Date: Tue, 26 Apr 2022 20:38:50 +0100 [thread overview]
Message-ID: <20220426203850.00006538@Huawei.com> (raw)
In-Reply-To: <CAPcyv4gjn7MAo-kzW40EAc9J6zQaOKh0a-42GyV1X5Efac_W_Q@mail.gmail.com>
On Tue, 26 Apr 2022 12:00:41 -0700
Dan Williams <dan.j.williams@intel.com> wrote:
> On Tue, Apr 26, 2022 at 11:06 AM Jonathan Cameron
> <Jonathan.Cameron@huawei.com> wrote:
> >
> > On Tue, 26 Apr 2022 10:19:55 -0700
> > Dan Williams <dan.j.williams@intel.com> wrote:
> >
> > > On Tue, Apr 26, 2022 at 10:09 AM Jonathan Cameron
> > > <Jonathan.Cameron@huawei.com> wrote:
> > > >
> > > > Hi All,
> > > >
> > > > I ran into this whilst debugging why on the current QEMU code
> > > > we now get a probe failure for CXL mem due to the range 1 size being
> > > > non 0.
> > > >
> > > > The conditions for whether we have legacy ranges programmed don't
> > > > take into account if Mem_Enable = 1. That is if the
> > > > DVSEC CXL Control Mem_Enable bit is set on the type 3 device.
> > > > If it's not then there is no existing user of the CXL memory
> > > > setup by firmware or similar so we can switch over to HDM
> > > > decoders and it doesn't matter what is in the range registers.
> > > >
> > > > Unfortunately the QEMU code was bringing the device up with
> > > > Mem_Enabled already set.
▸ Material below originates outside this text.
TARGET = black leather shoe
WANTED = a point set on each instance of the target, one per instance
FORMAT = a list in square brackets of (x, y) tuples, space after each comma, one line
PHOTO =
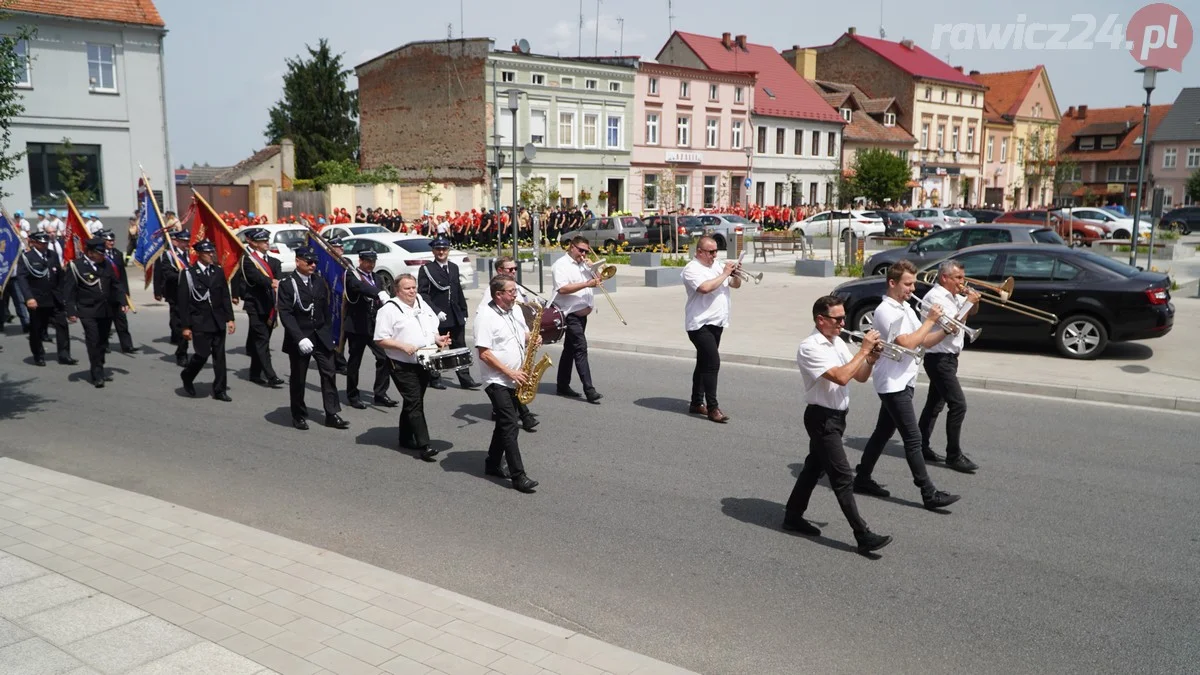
[(940, 499), (869, 487), (801, 526), (522, 483), (870, 542), (963, 464)]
So I fixed that. After all default
> > > > value of that bit should be 0.
> > > >
> > > > A few problems then showed up.
> > > >
> > > > 1. Nothing in the Linux code actually sets Mem_Enabled to 1.
> >
> > Sorry - my mistake, that should be Mem_Enable. Though that doesn't
> > actually clarify things much...
> >
> > >
> > > That's because the device is supposed to, I though, set it of its own
> > > accord as a result of link training. It's an RO field in the spec, so
> > > Linux can't set it:
> > >
> > > 8.2.1.3.3 DVSEC Flex Bus Port Status (Offset 0Eh)
> > > "Mem_Enabled: When set, indicates that CXL.mem protocol operation has
> > > been enabled as a result of PCIe alternate protocol negotiation for
> > > Flex Bus."
> >
> > Agreed with that statement.
> >
> > Ah. Nothing like confusing register field names that are very similar....
> > A Mem_Enable is in DVSEC for CXL Device 8.1.3.2 and is RWL.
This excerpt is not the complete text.